Some patients might find that a treatment is available quicker privately than it is on the NHS. As with medical care, this is often because the queue for NHS treatment is longer. It may simply be that there are many more people looking for NHS appointments than private appointments. Many practices will provide a mix of NHS and private care. But those practices will have a limit to the amount of NHS care they are able to provide. The BDA believes that the current NHS contracts do not work well for patients or for dentists and we are discussing with the relevant authorities ways of improving them.

Calling the practice

Please make sure you keep your appointment if you have one; it’s going to be safe and it’s important we don’t waste limited resources. If you can’t make an appointment, your practice may be able to offer it to someone else who really needs it.

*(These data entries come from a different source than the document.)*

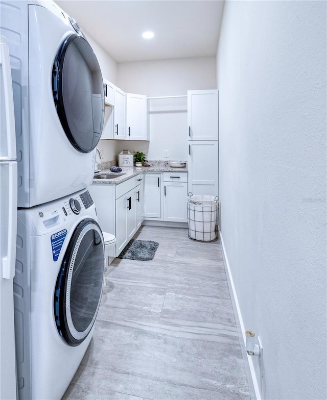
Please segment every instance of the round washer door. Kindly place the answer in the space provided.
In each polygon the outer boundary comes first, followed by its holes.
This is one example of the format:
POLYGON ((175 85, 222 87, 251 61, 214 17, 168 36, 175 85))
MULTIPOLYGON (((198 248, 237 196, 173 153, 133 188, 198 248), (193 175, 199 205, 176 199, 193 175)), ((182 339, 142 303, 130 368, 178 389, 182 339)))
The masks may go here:
POLYGON ((57 112, 69 141, 81 153, 91 152, 103 127, 103 81, 92 47, 77 34, 65 40, 55 59, 52 90, 57 112))
POLYGON ((87 218, 76 227, 57 279, 54 313, 60 336, 71 346, 87 336, 100 304, 105 249, 101 230, 87 218))

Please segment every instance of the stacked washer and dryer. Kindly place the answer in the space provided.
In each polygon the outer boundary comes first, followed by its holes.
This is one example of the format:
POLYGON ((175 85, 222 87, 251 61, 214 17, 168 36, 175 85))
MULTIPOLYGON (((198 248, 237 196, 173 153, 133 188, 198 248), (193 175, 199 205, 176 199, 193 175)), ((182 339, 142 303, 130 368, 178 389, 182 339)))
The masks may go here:
POLYGON ((49 1, 1 0, 18 170, 14 281, 20 399, 60 399, 91 340, 105 246, 86 188, 104 114, 102 77, 74 19, 49 1))

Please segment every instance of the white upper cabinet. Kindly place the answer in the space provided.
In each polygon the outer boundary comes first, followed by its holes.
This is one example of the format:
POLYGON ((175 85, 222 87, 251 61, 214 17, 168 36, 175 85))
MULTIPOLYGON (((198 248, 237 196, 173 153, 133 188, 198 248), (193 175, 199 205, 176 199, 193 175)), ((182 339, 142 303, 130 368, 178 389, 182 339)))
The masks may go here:
POLYGON ((127 139, 148 140, 147 130, 147 96, 127 93, 127 139))
POLYGON ((114 85, 104 79, 103 88, 105 105, 114 106, 114 85))
POLYGON ((113 139, 126 139, 126 94, 119 88, 114 88, 113 139))
POLYGON ((218 91, 188 91, 189 140, 218 140, 218 91))

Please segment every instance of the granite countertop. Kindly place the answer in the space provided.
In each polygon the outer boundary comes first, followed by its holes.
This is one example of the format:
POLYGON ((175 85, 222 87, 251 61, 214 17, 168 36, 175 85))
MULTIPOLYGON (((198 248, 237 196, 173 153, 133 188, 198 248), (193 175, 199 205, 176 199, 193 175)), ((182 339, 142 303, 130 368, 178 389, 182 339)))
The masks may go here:
POLYGON ((183 168, 173 168, 166 166, 155 165, 151 167, 122 167, 123 170, 121 172, 113 172, 110 168, 101 170, 100 172, 95 173, 95 176, 102 175, 106 173, 110 174, 117 174, 117 178, 110 179, 94 179, 92 184, 99 184, 100 185, 117 185, 119 183, 127 181, 133 177, 139 175, 144 172, 187 172, 187 167, 183 168), (124 174, 122 175, 121 174, 124 174))

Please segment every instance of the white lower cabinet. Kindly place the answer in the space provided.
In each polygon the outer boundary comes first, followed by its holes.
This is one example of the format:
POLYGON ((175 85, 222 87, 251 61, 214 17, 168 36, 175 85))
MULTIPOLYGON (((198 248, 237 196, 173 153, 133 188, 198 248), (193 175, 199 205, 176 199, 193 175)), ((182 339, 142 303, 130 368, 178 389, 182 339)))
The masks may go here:
POLYGON ((164 172, 164 220, 188 222, 188 182, 185 172, 164 172))
POLYGON ((144 179, 143 175, 140 175, 139 177, 136 177, 135 195, 135 221, 136 230, 137 230, 144 219, 144 179))
POLYGON ((161 174, 146 172, 144 177, 144 216, 147 219, 161 218, 161 174))
POLYGON ((133 237, 135 223, 135 189, 116 199, 116 255, 119 255, 133 237))
POLYGON ((143 220, 142 180, 137 179, 143 179, 142 175, 118 185, 94 184, 89 187, 101 229, 116 237, 115 257, 124 249, 143 220))
POLYGON ((144 176, 145 219, 187 222, 187 173, 147 172, 144 176))

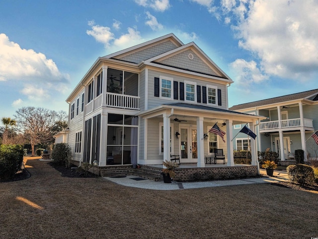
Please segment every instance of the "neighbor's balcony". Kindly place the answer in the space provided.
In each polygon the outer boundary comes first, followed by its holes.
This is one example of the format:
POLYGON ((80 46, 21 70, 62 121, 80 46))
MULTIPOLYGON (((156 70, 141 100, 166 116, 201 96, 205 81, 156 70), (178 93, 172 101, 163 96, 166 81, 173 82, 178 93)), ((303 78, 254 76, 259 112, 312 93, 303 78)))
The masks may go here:
POLYGON ((107 92, 105 104, 109 107, 139 110, 139 96, 107 92))
POLYGON ((313 120, 304 119, 304 125, 302 125, 300 118, 283 120, 281 120, 281 127, 279 127, 279 120, 261 122, 259 124, 259 130, 273 129, 277 128, 293 128, 295 127, 307 127, 313 128, 313 120))

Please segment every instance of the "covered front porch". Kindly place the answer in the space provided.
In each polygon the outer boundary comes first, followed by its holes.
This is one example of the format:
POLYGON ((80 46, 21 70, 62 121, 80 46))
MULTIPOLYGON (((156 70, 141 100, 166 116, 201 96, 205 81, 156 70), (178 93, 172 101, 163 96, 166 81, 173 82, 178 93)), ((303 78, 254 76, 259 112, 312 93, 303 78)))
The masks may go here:
MULTIPOLYGON (((176 103, 162 105, 140 114, 145 125, 143 158, 142 165, 160 165, 170 161, 171 155, 178 155, 181 165, 197 169, 213 167, 207 157, 217 149, 222 149, 225 157, 223 167, 237 167, 233 154, 233 124, 249 123, 252 131, 260 119, 264 118, 208 106, 176 103), (224 141, 209 130, 216 124, 226 132, 224 141), (159 131, 158 132, 158 124, 159 131), (158 133, 157 133, 156 131, 158 133), (156 150, 158 148, 158 151, 156 150)), ((254 140, 251 142, 252 166, 258 166, 254 140)))

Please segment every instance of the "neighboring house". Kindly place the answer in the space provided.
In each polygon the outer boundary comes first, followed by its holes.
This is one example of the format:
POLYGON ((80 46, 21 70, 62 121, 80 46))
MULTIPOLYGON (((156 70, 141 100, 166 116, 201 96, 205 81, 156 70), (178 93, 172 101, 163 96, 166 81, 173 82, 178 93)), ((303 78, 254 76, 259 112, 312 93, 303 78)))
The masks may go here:
MULTIPOLYGON (((311 135, 318 129, 318 89, 234 106, 230 110, 267 117, 257 126, 257 150, 276 152, 281 160, 294 159, 303 149, 305 159, 317 158, 317 145, 311 135)), ((235 135, 244 124, 233 126, 235 135)), ((250 148, 250 139, 239 133, 233 140, 235 150, 250 148)))
POLYGON ((100 57, 67 99, 74 160, 162 165, 179 155, 181 164, 204 167, 219 148, 234 166, 232 125, 252 127, 260 117, 228 110, 232 83, 195 43, 173 34, 100 57), (204 139, 216 122, 226 143, 211 133, 204 139))

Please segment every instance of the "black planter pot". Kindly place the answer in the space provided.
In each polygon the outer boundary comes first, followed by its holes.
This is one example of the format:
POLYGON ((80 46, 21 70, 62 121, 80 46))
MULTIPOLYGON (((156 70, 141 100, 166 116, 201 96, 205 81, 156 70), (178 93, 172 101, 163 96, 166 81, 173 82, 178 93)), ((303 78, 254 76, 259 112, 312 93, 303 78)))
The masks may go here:
POLYGON ((274 173, 274 170, 273 169, 266 169, 266 174, 268 176, 272 177, 274 173))
POLYGON ((165 183, 171 183, 171 178, 169 174, 166 175, 162 173, 161 174, 162 175, 162 178, 163 178, 163 182, 165 183))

If you’re looking for care, you may receive initial remote advice via the phone or video call. This may lead to advice being given or the arrangement of an appointment if the dentist deems it necessary. Some routine care like a check-up might be delayed, potentially until next year unfortunately.

Please be assured that dentists are working within the current guidelines issued by governments and are doing their best to help patients wherever possible.
Receptionists are also doing their best to ensure that priority cases are treated as soon as possible. Please treat all the staff with respect. We know it can be stressful, but they are doing their best to help.

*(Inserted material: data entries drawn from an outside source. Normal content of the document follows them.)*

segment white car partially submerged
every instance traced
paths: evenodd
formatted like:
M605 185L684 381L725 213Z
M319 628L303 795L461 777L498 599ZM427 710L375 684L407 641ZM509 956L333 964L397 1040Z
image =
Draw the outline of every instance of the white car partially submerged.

Please check in with your own practice or if you haven’t regularly sought care:

• Phone NHS 111 if you live in England, Northern Ireland or Wales
• Phone NHS 24 if you live in Scotland

What are dental appointments like?

Practices are using personal protective equipment such as mask, gloves and aprons and social distancing measures to keep staff and patients safe.

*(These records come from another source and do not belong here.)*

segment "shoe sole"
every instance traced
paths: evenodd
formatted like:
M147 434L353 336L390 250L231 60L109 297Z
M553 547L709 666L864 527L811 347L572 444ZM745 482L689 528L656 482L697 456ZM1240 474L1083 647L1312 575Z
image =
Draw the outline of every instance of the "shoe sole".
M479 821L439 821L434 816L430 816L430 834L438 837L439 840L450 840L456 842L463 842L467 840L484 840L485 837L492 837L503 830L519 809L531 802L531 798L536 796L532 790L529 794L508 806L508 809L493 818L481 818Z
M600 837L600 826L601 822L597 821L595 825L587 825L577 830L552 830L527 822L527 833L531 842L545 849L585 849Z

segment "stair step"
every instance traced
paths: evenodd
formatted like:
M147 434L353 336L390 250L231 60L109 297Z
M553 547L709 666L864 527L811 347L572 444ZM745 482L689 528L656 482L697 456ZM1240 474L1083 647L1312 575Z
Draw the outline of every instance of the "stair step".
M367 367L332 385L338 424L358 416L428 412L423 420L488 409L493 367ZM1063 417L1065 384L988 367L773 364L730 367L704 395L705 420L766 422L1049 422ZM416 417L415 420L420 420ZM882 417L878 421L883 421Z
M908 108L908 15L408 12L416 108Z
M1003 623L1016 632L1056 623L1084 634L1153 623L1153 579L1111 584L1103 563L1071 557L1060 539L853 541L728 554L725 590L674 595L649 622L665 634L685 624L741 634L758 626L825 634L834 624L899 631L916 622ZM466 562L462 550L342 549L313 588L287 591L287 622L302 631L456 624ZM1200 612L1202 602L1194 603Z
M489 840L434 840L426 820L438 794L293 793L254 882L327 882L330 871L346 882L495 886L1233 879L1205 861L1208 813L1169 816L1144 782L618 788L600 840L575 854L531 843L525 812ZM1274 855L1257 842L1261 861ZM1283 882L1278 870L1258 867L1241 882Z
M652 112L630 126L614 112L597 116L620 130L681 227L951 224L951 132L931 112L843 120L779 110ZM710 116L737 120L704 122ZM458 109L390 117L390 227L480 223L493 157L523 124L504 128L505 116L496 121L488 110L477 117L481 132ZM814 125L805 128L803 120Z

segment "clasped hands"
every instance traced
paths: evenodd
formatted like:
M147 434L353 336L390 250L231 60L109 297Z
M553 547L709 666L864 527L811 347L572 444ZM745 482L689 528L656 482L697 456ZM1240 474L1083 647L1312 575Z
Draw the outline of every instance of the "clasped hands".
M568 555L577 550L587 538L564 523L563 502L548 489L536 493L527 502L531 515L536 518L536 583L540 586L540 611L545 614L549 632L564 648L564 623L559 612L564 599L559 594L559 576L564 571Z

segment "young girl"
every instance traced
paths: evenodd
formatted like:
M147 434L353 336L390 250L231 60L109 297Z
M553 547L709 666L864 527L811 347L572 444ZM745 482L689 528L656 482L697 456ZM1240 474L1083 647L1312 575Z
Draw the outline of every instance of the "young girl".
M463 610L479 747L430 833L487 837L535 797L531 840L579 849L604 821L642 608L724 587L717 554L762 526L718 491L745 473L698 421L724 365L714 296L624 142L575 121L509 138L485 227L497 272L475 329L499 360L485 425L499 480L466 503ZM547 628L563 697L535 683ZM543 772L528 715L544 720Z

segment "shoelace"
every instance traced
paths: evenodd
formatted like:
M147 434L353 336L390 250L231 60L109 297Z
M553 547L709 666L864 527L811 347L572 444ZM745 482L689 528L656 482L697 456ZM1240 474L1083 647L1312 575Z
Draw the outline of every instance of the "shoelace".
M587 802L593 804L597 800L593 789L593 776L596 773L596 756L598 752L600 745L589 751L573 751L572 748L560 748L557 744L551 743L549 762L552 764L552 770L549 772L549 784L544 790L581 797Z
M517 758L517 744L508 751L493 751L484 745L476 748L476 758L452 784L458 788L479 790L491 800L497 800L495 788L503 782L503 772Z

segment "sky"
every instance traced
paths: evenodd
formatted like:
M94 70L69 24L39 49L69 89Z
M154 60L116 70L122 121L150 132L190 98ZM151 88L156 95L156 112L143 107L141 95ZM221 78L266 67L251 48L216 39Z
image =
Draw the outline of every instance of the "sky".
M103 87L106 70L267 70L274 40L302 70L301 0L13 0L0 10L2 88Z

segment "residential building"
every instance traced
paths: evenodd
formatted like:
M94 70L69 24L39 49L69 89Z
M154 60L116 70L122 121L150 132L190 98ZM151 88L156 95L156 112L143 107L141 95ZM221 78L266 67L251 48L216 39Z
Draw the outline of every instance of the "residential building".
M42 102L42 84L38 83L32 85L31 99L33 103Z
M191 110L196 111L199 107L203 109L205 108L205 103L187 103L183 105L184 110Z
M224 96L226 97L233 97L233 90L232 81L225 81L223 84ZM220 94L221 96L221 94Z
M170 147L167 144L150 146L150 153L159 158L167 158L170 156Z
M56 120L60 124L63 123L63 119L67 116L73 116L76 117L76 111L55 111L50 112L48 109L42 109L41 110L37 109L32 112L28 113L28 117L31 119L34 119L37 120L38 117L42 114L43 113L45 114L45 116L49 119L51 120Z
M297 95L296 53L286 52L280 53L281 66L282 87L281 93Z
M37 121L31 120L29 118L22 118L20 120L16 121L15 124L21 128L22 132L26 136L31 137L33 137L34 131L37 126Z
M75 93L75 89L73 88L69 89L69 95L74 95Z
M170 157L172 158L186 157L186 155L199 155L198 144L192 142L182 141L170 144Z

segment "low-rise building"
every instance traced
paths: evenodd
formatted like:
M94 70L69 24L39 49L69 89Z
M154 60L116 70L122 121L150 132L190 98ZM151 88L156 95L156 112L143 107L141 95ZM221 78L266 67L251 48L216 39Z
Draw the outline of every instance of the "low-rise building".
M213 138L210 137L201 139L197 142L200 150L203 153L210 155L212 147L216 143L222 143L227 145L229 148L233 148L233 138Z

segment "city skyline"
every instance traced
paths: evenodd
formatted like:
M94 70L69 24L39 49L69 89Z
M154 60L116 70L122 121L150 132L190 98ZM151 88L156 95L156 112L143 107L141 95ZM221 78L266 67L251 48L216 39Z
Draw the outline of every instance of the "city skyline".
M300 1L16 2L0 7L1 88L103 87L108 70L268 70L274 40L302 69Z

• If you call to make an appointment, you will be asked some screening questions. You’ll be asked those same questions again at your appointment to see if anything has changed since you booked
• You will probably be asked to use hand sanitiser or to wash your hands when you arrive (and again before you leave)
• You might also be asked to wear a mask in the waiting rooms if you can
• You will also find that waiting rooms might look a little different with two metre markers in place
• You will also notice that the dental team may be wearing different protective equipment to what you are used to seeing – this will be to increase your protection
• Appointments will be managed to allow for social distancing between patients. That might mean that you’re offered fewer options for scheduling your appointment.

How you can help:

•Please do not arrive without an appointment
•With the exception of children and persons in need, patients should come alone
•Patients should attend wearing a mask if possible or be prepared to wear one. A distance of at least two metres mush be observed if another patient is present in the dental practice
•Please do not arrive early to the practice. If necessary, you should wait outside the practice
•Staff will not shake your hand
•If you show symptoms following appointment booking, you should contact NHS Test and Trace
•If asked to send in photographs of your children’s teeth, first watch below helpful video on how to photograph children’s teeth
It is likely to be some time before dental services can return to what you previously experienced as normal.
However, your dental teams will be doing all they can to ensure you receive the treatment you require in the safest way.